DP World in discussions for multibillion-dollar Lagos development

 

Dubai-based global port and freezone operator DP World is in discussions with the Nigerian Ports Authority (NPA) for a multibillion-dollar port infrastructure development close to Lagos.

 

The NPA said in a statement the project would involve greenfield and brownfield container and bulk terminals.

 

“The plan is to develop a DP World Terminal in the Lagos area and a suitable site is currently being sought,” the NPA said.

 

The statement was issued in response to criticism of the NPA after International Container Terminal Services (ICTSI) of the Philippines pulled out of a major development project at Lekki Port, 65 km east of Lagos.

 

Local media reported the Committee of Maritime Professionals (CMP) as saying the “hard-line posture” of NPA managing director Hadiza Bala-Usman was frustrating potential investors in the Nigerian maritime sector.

 

The NPA rejected the criticism and said it would continue to do business with “concessionaires and collaborators whose ethics respect the principles of shared prosperity”.

 

The authority said it recently concluded the sale of its remaining equity in Lekki Deep Sea Port to China Harbor Engineering Company for USD86 million, and that it was also in discussions with Morocco’s Tanger Med Port for the building of a greenfield terminal, logistics base, and warehouse in Nigeria.

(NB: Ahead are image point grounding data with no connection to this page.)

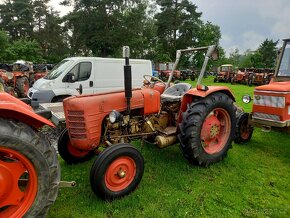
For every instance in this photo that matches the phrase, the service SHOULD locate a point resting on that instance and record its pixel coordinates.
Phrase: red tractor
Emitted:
(271, 106)
(29, 169)
(165, 69)
(241, 76)
(202, 120)
(18, 80)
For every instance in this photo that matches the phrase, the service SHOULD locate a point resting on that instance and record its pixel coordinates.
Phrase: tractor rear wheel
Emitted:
(70, 154)
(2, 85)
(29, 171)
(22, 86)
(117, 171)
(244, 131)
(207, 129)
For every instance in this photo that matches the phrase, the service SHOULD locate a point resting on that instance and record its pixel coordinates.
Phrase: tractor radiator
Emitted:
(76, 124)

Manila-based ICTSI announced recently that its local subsidiary, Lekki International Container Terminal Services (LICTSE), terminated a concession agreement with NPA by mutual consent because of delays in the execution of the project at Lekki Port.

 

The agreement, signed in August of 2012, had given LICTSE the right to develop and operate the terminal at the port for 21 years.  The terminal was originally due to start operating in 2016.

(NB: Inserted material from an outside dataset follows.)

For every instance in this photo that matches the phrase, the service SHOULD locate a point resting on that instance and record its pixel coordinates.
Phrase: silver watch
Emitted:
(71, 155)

With a design capacity of 2.5 million teu, it would have been one of the largest container terminals in sub-Saharan Africa.

 

Corruption in the ports system is considered the main factor in making Nigeria’s ports among the most expensive in the world, while at the same time undermining the significant growth potential of the trade economy.  

 

Illegal payments account for more than half the cost of import and export processes through ports, and delays account for up to 70% of the time required to conduct those processes.

 

Under the leadership of Hadiza Bala-Usman, the NPA is implementing a series of reforms and modernisations to eliminate corruption.

 

An order was issued last week banning all non-approved government agencies from operating at seaports in the country.

 

The operation of multiple, non-approved government agencies within the port resulted in clashes of interest, touting, bribery, and corruption, Usman said.

 

“Other agencies that are not on the [approved] list cannot operate inside the ports, but can base their operations outside and interact with the approved agencies. These agencies are aware that they had always been operating at the ports without the necessary approvals.”

 

A port community system is also being developed to allow supply chain stakeholders to interact with agencies and reduce touchpoints that encourage corruption.